Jun 20, 2023
In this episode, Stan The Annuity Man discussed:
Lifetime income with SPIAs
DIAs are SPIAs that you defer
What counts as qualified money in QLACs?
What an Income Rider is and what it isn’t
Index Annuities are the annuity industry’s version of a CD
Variable Annuities, charitable gift annuities, and buffer annuities
A Single Premium Immediate Annuity (SPIA) can be structured however you want that pension payment to function while you're alive and whatever you want the money to do when you're dead. If it's an Immediate Annuity, there are no moving parts, annual fees, or market attachments. It’s a straight transfer of risk.
A Deferred Income Annuity (DIA) is an Immediate Annuity that you defer. A Single Premium Immediate Annuity past 13 months turns into a Deferred Income Annuity.
A Qualified Longevity Annuity Contract (QLAC) is a DIA that you can use with qualified money. Qualified money means IRA, not Roth IRA, but traditional IRA. Some 401k’s are also now offering QLACs.
An Income Rider is not an annuity, it’s an attachment to a Variable or Index Annuity that provides guaranteed income. An Index Annuity is the most cost-effective and efficient delivery system for an Income Rider. An Income Rider is non-transferable, cannot be cashed in, and can’t be peeled off of, it also comes with a fee.
MYGAs are the annuity industry’s version of a CD. If your time horizon is three years or more, historically, Multi-Year Guarantee Annuities give you a higher contractual annual yield than a CD.
Fixed Index Annuities were created In 1995, to compete with CD returns, giving you the potential to earn a little bit more than CD returns. If you do get a gain, it's locked in permanently and there is principal protection. But the bad news with a lot of Index Annuities at the time of this taping is that annuity companies can change the rules at their discretion every single year when the index option matures.
Variable Annuities are a security that is essentially a bunch of mutual funds wrapped with a life insurance wrapper, which means it would grow tax-deferred, and you could have tax-deferred mutual fund type growth.

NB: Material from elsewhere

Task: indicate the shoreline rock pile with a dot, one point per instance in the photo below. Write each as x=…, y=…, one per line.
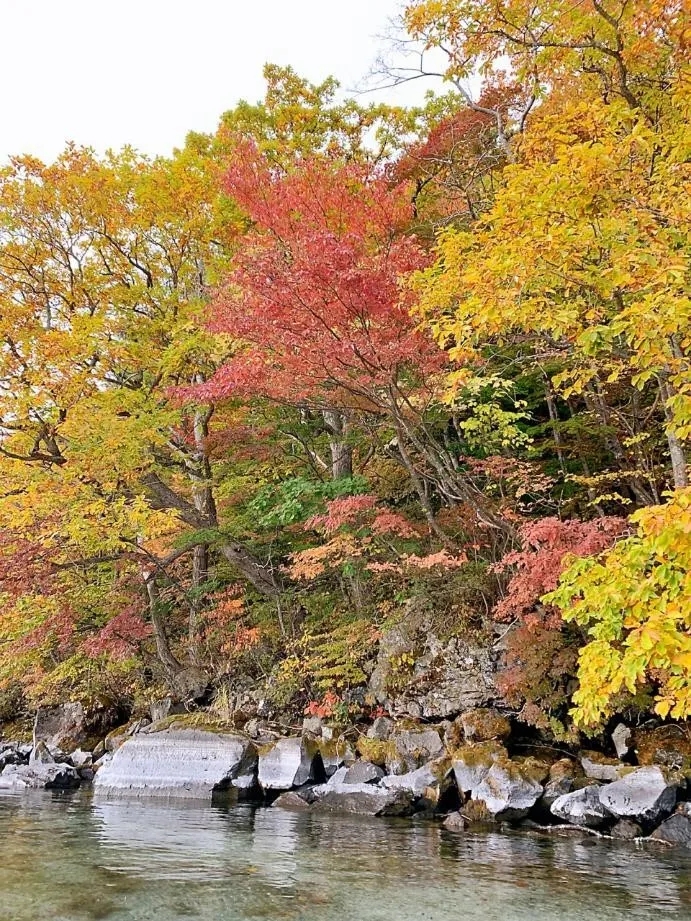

A charitable gift annuity is a lifetime income stream typically either starting immediately or down the road. When you die, the charity keeps the money that's left in the account, and they get to hold it while they're paying you back the money based on your life expectancy.
"There's a lot of annuity products out there. Not all of them are great. Not all of them are perfect, but all of them are contractual. So you have to look at the contractual guarantees of the policy. I always tell people don't buy the dream, because you're gonna own the contractual reality." — Stan The Annuity Man.